I think there is already a good code for robots.
That penned by Asimov.
A robot shall not cause harm to a living being, nor allow harm to come to a living being through inaction. If I remember it right.
http://www.nytimes.com/2008/11/25/scien ... ?_r=2&8dpc
ATLANTA — In the heat of battle, their minds clouded by fear, anger or vengefulness, even the best-trained soldiers can act in ways that violate the Geneva Conventions or battlefield rules of engagement. Now some researchers suggest that robots could do better.
“My research hypothesis is that intelligent robots can behave more ethically in the battlefield than humans currently can,” said Ronald C. Arkin, a computer scientist at Georgia Tech, who is designing software for battlefield robots under contract with the Army. “That’s the case I make.”
Robot drones, mine detectors and sensing devices are already common on the battlefield but are controlled by humans. Many of the drones in Iraq and Afghanistan are operated from a command post in Nevada. Dr. Arkin is talking about true robots operating autonomously, on their own.
He and others say that the technology to make lethal autonomous robots is inexpensive and proliferating, and that the advent of these robots on the battlefield is only a matter of time. That means, they say, it is time for people to start talking about whether this technology is something they want to embrace. “The important thing is not to be blind to it,” Dr. Arkin said. Noel Sharkey, a computer scientist at the University of Sheffield in Britain, wrote last year in the journal Innovative Technology for Computer Professionals that “this is not a ‘Terminator’-style science fiction but grim reality.”
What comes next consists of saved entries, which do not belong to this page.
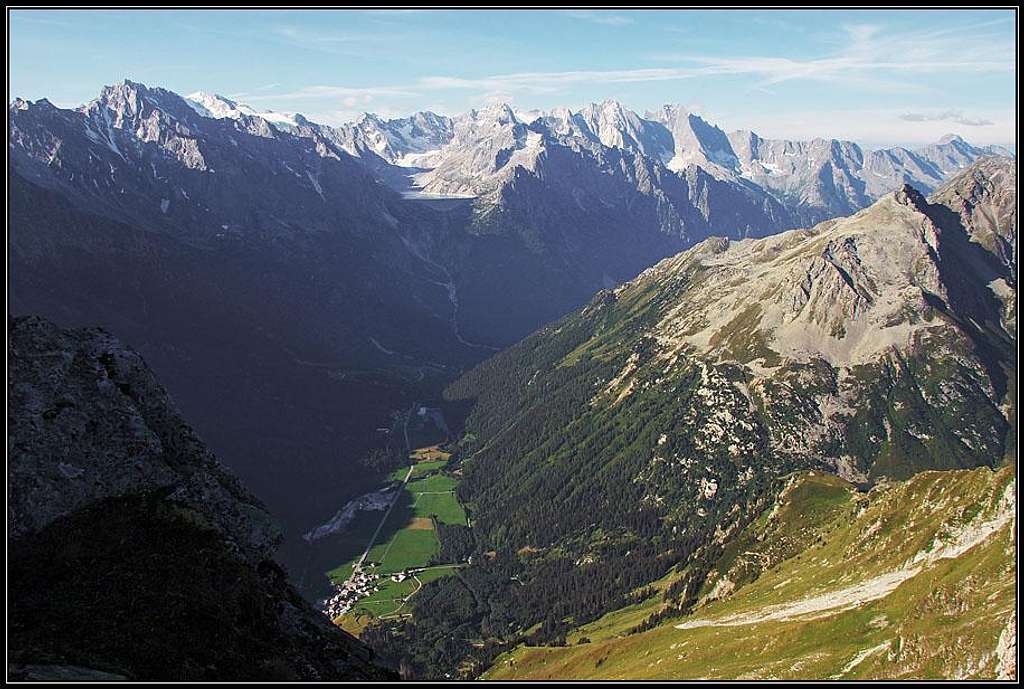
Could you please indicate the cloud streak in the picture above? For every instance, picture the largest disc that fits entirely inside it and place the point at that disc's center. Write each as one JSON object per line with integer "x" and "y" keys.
{"x": 946, "y": 116}
{"x": 599, "y": 16}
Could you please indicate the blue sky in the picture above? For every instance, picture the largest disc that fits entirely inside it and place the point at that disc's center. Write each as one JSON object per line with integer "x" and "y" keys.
{"x": 876, "y": 77}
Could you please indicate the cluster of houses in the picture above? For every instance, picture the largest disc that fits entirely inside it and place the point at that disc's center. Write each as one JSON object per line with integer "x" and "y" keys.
{"x": 363, "y": 583}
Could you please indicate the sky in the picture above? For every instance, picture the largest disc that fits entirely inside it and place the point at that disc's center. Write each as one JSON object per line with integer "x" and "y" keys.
{"x": 879, "y": 77}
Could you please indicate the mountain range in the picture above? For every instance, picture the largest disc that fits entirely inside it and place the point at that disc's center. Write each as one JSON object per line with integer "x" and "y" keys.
{"x": 644, "y": 333}
{"x": 639, "y": 437}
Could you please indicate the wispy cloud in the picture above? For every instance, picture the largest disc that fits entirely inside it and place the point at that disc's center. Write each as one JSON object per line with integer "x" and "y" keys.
{"x": 599, "y": 16}
{"x": 545, "y": 82}
{"x": 869, "y": 56}
{"x": 954, "y": 116}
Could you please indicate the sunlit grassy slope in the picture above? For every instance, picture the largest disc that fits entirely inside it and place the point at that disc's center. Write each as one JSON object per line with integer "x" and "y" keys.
{"x": 912, "y": 579}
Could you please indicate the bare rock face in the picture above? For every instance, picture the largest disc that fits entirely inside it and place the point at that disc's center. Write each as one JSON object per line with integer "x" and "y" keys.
{"x": 89, "y": 421}
{"x": 133, "y": 554}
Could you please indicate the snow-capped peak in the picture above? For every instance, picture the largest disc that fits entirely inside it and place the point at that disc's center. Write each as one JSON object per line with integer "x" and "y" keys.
{"x": 219, "y": 108}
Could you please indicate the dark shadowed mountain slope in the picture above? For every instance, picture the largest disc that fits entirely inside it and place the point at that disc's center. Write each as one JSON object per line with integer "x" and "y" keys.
{"x": 132, "y": 553}
{"x": 639, "y": 435}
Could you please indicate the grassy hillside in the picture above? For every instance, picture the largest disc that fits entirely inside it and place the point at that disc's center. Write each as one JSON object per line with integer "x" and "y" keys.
{"x": 912, "y": 579}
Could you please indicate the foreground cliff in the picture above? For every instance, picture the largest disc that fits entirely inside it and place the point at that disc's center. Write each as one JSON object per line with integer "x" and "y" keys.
{"x": 132, "y": 554}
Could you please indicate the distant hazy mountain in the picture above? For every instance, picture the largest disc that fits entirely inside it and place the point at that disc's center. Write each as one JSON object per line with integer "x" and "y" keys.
{"x": 650, "y": 428}
{"x": 295, "y": 284}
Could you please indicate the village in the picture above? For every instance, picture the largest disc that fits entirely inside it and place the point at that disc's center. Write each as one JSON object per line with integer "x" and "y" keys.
{"x": 364, "y": 582}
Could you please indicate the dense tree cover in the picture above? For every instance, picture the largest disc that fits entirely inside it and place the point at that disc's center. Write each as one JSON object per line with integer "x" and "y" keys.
{"x": 578, "y": 502}
{"x": 593, "y": 464}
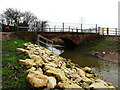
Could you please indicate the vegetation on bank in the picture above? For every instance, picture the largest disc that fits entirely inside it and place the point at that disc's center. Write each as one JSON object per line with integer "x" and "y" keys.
{"x": 13, "y": 75}
{"x": 99, "y": 45}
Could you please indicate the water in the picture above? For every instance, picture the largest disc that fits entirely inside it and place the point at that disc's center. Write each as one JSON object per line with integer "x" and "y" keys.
{"x": 108, "y": 70}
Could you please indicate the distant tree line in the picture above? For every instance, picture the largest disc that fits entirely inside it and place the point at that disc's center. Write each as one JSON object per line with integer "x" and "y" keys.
{"x": 14, "y": 18}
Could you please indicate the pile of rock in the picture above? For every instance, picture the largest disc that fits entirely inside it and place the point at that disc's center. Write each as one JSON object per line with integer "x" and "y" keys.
{"x": 52, "y": 71}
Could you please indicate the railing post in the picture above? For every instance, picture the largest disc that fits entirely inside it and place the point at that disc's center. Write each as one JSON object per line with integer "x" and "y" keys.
{"x": 107, "y": 31}
{"x": 116, "y": 31}
{"x": 69, "y": 28}
{"x": 77, "y": 31}
{"x": 99, "y": 30}
{"x": 49, "y": 30}
{"x": 72, "y": 30}
{"x": 96, "y": 28}
{"x": 63, "y": 26}
{"x": 54, "y": 28}
{"x": 81, "y": 28}
{"x": 102, "y": 31}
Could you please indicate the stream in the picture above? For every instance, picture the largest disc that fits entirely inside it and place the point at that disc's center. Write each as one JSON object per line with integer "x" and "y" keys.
{"x": 107, "y": 69}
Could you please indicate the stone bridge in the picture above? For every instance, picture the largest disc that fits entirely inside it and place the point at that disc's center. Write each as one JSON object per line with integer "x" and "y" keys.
{"x": 75, "y": 38}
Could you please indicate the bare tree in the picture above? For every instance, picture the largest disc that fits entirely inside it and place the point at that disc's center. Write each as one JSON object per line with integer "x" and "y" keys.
{"x": 11, "y": 17}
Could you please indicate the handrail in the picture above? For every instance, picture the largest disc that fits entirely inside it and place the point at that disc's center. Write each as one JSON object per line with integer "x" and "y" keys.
{"x": 108, "y": 31}
{"x": 38, "y": 40}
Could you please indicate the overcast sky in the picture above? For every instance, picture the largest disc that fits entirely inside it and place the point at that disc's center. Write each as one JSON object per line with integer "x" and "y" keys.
{"x": 102, "y": 12}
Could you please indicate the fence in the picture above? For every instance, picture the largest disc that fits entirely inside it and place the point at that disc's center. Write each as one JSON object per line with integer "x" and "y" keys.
{"x": 64, "y": 27}
{"x": 108, "y": 31}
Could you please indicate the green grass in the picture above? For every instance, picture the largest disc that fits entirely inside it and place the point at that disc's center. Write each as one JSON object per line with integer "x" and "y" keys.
{"x": 13, "y": 75}
{"x": 100, "y": 44}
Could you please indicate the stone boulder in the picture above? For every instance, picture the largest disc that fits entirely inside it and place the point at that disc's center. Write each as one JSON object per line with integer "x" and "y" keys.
{"x": 37, "y": 79}
{"x": 51, "y": 82}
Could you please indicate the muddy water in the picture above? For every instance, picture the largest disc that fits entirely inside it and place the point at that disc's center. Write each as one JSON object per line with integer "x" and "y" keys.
{"x": 108, "y": 70}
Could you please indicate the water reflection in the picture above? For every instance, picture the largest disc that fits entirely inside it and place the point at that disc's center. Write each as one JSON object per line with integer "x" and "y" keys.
{"x": 108, "y": 70}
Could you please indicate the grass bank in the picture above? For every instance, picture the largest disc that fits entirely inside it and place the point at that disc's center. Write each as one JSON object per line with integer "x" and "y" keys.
{"x": 13, "y": 75}
{"x": 101, "y": 48}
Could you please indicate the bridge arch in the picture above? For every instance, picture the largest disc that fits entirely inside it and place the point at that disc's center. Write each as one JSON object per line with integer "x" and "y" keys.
{"x": 67, "y": 41}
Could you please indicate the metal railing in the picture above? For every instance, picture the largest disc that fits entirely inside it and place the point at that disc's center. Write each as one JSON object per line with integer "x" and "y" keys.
{"x": 47, "y": 43}
{"x": 108, "y": 31}
{"x": 64, "y": 27}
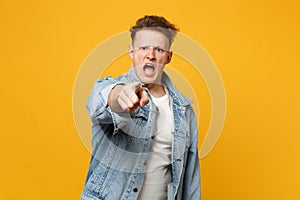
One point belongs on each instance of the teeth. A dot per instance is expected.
(148, 65)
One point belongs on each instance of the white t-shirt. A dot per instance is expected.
(158, 174)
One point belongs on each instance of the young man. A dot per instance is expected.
(144, 129)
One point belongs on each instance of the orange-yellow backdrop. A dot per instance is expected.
(255, 45)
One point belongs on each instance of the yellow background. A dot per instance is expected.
(255, 45)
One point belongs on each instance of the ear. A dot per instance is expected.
(130, 51)
(169, 58)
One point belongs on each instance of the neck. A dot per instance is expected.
(156, 90)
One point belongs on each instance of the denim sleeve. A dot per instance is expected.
(192, 186)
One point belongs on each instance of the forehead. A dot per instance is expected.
(151, 37)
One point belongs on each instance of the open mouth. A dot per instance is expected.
(149, 69)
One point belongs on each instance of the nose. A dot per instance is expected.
(151, 54)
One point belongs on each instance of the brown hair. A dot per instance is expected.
(157, 23)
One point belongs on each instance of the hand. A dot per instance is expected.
(125, 98)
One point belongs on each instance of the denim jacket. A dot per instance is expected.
(122, 143)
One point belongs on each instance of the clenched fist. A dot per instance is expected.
(125, 98)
He said South Korea and Israel were among countries already deploying armed robot border guards. In an interview, he said there was “a headlong rush” to develop battlefield robots that make their own decisions about when to attack.
“We don’t want to get to the point where we should have had this discussion 20 years ago,” said Colin Allen, a philosopher at Indiana University and a co-author of “Moral Machines: Teaching Robots Right From Wrong,” published this month by Oxford University Press.
Randy Zachery, who directs the Information Science Directorate of the Army Research Office, which is financing Dr. Arkin’s work, said the Army hoped this “basic science” would show how human soldiers might use and interact with autonomous systems and how software might be developed to “allow autonomous systems to operate within the bounds imposed by the warfighter.”
“It doesn’t have a particular product or application in mind,” said Dr. Zachery, an electrical engineer. “It is basically to answer questions that can stimulate further research or illuminate things we did not know about before.”
And Lt. Col. Martin Downie, a spokesman for the Army, noted that whatever emerged from the work “is ultimately in the hands of the commander in chief, and he’s obviously answerable to the American people, just like we are.
In a report to the Army last year, Dr. Arkin described some of the potential benefits of autonomous fighting robots. For one thing, they can be designed without an instinct for self-preservation and, as a result, no tendency to lash out in fear. They can be built without anger or recklessness, Dr. Arkin wrote, and they can be made invulnerable to what he called “the psychological problem of ‘scenario fulfillment,’ ” which causes people to absorb new information more easily if it agrees with their pre-existing ideas.
” Rest at link.
I think there is already a good code for robots.
That penned by Asimov.
A robot shall not cause harm to a living being, nor allow harm to come to a living being through inaction. If I remember it right.